Sampai, pada akhirnya, Minghao yang memutus ciuman itu. Rasanya kepala Mingyu kembali segar. Oksigen sudah mengisi organ dalamnya, memutar lagi peredaran darah yang sempat tersendat. Minghao menatapnya kuyu. Bibirnya mengulum sebuah senyuman lemah. “Di balik batu yang paling besar,” gumamnya kemudian. Mingyu paham apa yang ia maksudkan. Segera saja, Mingyu berbalik dan mencari batu yang dimaksud. Dan, ketika ia menemukannya, dirogohnya ke balik batu tersebut, menarik keluar sebuah mangkuk yang masih utuh.
Tak ada waktu untuk senang dulu. Oksigen yang diberikan Minghao hanya pinjaman sementara. Karena telah mendapatkan mangkuk itu, Mingyu pun menyambar pinggang Minghao lagi dan berenang ke permukaan secepat mungkin. Sebenarnya kalau ia bisa berpikir lebih jernih, ia tinggal menyerahkan mangkuk itu pada Minghao dan berenang sendirian menyelamatkan dirinya. Namun, refleksnya berkata lain. Maka, begitu sinar mulai terlihat lagi,
“PUAHH!!”
Mingyu sudah menyeret Minghao kembali ke permukaan bersamanya. Ia menghirup oksigen dalam-dalam, mengisi lagi paru-parunya hingga penuh, lalu berenang ke pinggir kolam, bersandar di sana, terbatuk-batuk, memuntahkan air dan potongan daun yang ikut tertelan. Mingyu mengusap bibirnya dengan punggung tangan sebelum tersadar bahwa mangkuk Minghao masih di tangannya. Ia pun segera berbalik. Diisinya mangkuk itu dengan air dari kolam, lalu ia menaruhnya di atas kepala sang Kappa.

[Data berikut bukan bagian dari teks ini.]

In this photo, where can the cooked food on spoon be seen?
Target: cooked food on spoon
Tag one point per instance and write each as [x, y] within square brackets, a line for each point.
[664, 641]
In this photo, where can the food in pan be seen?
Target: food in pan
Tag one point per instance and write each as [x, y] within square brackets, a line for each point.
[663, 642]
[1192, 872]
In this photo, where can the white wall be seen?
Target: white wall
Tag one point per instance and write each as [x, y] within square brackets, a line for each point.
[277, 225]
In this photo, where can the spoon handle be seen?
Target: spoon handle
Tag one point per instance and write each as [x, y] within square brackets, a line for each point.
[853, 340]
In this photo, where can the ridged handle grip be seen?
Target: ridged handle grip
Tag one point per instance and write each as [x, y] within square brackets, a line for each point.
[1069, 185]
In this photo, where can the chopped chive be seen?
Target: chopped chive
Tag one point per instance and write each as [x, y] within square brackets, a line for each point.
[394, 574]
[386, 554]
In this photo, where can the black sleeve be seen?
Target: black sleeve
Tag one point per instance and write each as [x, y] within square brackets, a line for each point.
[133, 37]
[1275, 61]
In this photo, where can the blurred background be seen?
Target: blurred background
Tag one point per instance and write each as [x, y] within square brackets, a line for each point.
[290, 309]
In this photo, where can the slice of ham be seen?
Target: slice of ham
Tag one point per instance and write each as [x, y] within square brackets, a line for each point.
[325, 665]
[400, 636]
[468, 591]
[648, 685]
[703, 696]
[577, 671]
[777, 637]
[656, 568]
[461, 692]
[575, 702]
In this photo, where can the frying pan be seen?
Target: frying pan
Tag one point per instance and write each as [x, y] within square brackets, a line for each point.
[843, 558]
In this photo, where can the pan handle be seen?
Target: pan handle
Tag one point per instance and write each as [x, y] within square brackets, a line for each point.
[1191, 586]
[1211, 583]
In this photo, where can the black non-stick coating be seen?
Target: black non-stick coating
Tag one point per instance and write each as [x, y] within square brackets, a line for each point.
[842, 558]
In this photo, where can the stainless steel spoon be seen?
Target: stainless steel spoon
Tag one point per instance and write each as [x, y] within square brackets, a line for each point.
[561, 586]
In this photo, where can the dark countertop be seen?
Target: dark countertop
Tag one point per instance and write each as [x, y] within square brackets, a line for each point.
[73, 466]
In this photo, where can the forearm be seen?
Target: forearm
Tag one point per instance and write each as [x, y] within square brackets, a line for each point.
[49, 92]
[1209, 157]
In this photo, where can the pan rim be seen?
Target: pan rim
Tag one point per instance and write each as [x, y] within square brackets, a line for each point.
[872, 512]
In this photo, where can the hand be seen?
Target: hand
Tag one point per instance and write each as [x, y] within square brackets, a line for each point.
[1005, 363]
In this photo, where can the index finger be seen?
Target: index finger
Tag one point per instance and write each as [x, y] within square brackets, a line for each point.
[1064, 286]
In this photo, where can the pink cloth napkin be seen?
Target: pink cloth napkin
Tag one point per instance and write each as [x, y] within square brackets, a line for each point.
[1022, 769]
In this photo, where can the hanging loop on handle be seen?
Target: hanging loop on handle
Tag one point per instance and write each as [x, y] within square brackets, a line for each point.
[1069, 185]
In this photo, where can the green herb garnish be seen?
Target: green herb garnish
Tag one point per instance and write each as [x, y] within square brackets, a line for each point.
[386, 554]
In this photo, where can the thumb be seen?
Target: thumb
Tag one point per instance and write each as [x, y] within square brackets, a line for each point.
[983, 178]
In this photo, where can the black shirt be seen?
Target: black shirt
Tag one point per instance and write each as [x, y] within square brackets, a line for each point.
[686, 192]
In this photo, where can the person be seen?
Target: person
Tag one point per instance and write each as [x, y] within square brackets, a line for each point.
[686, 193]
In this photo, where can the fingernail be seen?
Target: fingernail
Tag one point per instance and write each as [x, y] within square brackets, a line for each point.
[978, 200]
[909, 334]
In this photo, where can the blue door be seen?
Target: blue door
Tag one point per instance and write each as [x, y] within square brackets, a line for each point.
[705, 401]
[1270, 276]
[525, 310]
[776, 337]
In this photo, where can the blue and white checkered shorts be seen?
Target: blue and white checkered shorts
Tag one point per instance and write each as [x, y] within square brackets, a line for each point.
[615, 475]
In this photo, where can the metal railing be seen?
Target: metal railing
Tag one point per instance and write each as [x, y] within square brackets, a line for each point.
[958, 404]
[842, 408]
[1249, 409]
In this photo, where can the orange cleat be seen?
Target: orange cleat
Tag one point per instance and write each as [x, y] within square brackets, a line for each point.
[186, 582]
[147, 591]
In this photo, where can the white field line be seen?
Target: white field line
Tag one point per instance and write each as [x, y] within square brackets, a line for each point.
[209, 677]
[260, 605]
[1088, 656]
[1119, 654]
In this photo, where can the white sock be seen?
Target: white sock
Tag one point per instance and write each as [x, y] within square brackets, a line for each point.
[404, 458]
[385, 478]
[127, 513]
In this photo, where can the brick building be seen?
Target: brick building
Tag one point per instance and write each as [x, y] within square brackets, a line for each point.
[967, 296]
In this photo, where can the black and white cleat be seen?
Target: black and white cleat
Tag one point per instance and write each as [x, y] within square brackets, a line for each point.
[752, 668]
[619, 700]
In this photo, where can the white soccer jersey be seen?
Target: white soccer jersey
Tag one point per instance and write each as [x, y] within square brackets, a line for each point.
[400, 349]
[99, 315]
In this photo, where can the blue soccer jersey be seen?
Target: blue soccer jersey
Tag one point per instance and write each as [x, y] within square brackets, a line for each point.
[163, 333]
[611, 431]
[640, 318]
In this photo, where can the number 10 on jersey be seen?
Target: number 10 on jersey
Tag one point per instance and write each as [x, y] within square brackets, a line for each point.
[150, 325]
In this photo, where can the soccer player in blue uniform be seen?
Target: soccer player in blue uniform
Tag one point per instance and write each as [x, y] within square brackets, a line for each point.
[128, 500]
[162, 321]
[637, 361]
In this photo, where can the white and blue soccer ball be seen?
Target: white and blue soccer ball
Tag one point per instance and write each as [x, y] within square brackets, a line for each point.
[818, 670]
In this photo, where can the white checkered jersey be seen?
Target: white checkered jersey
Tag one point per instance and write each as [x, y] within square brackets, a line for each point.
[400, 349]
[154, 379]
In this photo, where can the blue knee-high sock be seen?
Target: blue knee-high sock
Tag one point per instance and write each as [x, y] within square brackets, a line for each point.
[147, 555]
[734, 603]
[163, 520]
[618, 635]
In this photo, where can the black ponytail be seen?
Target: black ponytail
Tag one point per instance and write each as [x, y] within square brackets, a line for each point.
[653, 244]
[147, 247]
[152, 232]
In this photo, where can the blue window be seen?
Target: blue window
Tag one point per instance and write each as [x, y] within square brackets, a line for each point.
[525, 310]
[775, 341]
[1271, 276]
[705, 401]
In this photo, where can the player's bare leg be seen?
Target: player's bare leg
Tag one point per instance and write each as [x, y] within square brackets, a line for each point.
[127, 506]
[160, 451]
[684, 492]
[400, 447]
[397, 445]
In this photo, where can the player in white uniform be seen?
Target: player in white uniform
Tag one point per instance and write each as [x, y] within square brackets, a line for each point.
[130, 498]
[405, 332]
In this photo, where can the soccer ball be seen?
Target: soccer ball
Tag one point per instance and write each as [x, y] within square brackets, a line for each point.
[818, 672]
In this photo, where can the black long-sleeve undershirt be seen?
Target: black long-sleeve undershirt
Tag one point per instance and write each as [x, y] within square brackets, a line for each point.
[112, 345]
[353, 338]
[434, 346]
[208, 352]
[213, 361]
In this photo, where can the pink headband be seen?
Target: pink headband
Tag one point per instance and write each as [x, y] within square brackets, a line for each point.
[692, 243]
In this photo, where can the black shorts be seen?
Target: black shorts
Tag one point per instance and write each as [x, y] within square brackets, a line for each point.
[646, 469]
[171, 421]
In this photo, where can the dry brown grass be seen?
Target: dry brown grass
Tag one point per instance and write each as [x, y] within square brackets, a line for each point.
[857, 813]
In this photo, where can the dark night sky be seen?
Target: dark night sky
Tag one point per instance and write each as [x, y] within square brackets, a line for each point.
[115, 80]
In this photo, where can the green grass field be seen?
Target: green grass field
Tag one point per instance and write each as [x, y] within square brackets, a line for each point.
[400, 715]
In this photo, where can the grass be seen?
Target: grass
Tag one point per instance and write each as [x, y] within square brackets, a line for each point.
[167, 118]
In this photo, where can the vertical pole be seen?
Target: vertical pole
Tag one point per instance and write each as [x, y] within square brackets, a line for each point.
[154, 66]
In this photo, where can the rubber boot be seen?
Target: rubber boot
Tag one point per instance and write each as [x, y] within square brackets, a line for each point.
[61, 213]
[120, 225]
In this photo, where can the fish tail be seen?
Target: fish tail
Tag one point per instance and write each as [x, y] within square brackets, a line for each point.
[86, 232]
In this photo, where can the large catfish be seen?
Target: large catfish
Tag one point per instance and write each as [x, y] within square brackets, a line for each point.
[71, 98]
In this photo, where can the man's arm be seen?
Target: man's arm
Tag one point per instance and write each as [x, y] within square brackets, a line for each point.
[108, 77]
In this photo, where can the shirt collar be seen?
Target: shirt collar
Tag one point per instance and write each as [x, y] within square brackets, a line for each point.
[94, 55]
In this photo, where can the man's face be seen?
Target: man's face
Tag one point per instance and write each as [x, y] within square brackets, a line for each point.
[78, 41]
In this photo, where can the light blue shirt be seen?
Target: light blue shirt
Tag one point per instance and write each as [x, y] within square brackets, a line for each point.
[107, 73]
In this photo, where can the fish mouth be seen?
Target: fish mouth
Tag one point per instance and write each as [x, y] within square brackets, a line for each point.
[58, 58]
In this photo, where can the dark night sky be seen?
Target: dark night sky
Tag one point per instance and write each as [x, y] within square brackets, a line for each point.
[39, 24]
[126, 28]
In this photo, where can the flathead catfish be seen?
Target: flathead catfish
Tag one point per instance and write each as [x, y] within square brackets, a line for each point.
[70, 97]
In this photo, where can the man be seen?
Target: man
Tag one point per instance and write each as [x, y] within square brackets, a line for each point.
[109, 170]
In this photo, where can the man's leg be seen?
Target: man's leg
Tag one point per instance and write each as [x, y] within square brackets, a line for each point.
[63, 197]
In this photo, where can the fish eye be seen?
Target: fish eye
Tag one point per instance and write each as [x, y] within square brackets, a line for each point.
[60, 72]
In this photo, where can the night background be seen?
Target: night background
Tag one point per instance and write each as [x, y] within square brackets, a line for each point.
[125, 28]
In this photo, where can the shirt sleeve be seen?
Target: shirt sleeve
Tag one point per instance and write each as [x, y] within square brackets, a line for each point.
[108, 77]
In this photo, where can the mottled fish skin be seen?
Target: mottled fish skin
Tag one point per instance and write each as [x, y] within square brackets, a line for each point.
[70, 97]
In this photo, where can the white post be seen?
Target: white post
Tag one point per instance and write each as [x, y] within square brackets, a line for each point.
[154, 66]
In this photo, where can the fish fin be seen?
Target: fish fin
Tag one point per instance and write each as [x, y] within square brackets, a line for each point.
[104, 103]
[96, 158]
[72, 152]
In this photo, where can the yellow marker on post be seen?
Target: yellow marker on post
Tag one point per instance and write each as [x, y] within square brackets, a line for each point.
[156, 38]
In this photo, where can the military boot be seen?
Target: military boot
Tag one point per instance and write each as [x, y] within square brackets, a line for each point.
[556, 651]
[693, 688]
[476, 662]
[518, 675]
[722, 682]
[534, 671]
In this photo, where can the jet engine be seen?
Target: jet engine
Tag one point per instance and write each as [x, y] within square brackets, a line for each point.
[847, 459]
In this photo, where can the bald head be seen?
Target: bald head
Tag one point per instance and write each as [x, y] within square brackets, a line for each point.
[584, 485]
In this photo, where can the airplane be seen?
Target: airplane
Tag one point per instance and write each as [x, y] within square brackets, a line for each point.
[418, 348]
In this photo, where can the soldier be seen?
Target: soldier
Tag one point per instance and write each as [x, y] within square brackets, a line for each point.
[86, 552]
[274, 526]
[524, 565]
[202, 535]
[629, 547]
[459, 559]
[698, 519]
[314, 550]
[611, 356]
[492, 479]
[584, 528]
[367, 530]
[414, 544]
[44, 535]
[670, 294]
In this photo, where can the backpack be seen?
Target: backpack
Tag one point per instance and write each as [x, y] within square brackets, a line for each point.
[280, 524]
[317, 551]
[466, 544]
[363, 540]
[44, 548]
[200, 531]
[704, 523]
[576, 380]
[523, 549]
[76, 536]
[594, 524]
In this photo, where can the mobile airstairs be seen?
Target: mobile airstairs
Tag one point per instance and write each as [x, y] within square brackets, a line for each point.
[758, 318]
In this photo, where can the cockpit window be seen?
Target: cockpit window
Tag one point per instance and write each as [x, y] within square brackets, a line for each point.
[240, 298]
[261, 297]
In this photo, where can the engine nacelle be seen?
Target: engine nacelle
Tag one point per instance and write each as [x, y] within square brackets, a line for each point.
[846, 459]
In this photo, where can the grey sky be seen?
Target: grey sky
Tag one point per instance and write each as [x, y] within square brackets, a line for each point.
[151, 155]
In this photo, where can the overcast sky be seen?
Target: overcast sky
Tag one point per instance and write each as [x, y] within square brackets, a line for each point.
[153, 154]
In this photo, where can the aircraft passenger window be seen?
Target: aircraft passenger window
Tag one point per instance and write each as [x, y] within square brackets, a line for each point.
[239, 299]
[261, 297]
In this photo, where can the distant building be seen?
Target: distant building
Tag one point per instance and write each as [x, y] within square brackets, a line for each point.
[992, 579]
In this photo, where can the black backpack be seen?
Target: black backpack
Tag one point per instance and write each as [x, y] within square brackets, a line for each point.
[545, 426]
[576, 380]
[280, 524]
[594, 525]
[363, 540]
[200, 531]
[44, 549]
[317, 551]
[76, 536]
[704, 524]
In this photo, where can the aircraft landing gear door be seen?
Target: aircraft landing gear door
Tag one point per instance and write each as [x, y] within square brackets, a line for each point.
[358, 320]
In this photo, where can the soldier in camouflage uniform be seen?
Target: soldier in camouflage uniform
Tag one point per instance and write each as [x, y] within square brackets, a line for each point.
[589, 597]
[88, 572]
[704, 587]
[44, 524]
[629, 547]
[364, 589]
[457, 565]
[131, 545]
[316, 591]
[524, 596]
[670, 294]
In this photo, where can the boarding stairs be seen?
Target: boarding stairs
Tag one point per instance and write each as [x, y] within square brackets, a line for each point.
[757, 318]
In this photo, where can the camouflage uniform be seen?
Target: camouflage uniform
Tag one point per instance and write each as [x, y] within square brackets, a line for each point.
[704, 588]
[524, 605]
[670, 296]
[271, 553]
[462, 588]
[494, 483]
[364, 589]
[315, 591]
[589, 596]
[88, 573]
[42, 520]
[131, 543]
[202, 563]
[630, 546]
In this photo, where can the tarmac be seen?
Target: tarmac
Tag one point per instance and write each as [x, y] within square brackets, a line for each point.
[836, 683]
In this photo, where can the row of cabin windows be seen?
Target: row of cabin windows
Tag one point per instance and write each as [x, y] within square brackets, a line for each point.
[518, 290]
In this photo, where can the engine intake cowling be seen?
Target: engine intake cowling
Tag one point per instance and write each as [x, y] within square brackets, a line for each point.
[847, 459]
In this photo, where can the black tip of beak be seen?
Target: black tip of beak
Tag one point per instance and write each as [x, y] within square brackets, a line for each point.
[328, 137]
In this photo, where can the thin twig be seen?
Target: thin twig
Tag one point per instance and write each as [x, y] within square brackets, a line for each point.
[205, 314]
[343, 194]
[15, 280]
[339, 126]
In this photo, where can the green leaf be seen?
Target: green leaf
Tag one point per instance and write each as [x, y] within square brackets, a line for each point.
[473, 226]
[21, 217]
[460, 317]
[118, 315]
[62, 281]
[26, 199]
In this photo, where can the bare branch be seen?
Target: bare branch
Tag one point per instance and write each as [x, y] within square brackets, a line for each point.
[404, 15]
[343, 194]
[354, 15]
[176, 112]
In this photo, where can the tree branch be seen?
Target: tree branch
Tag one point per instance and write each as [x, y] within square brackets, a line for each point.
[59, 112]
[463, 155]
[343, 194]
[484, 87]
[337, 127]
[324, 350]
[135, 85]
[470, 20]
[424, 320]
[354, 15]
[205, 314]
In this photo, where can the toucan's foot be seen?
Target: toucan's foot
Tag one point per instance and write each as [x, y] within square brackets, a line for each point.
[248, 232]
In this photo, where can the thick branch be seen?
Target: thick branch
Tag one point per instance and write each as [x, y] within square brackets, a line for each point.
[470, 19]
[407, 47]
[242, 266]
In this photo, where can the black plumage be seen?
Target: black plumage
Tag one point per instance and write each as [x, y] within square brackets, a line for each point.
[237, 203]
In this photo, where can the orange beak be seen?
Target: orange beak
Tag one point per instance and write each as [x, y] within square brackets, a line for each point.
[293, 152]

Mata Minghao yang terpejam pun langsung terbuka. Kulitnya yang mengering dengan cepat menjadi segar lagi. Ia yang sudah hampir seperti mumi, tiba-tiba saja kembali seperti sebelumnya, seolah mangkuk yang pecah tak pernah ada.
“Mingyu...,” ia tersenyum lagi. Lebih ceria kali ini dengan bibir penuh dan pipi berisi. Lebih cantik.
“Ming—!”
Pemikirannya terakhir, sebelum ia pingsan karena pompa adrenalin dan kurangnya oksigen telah merenggut batas kemampuan raga manusianya.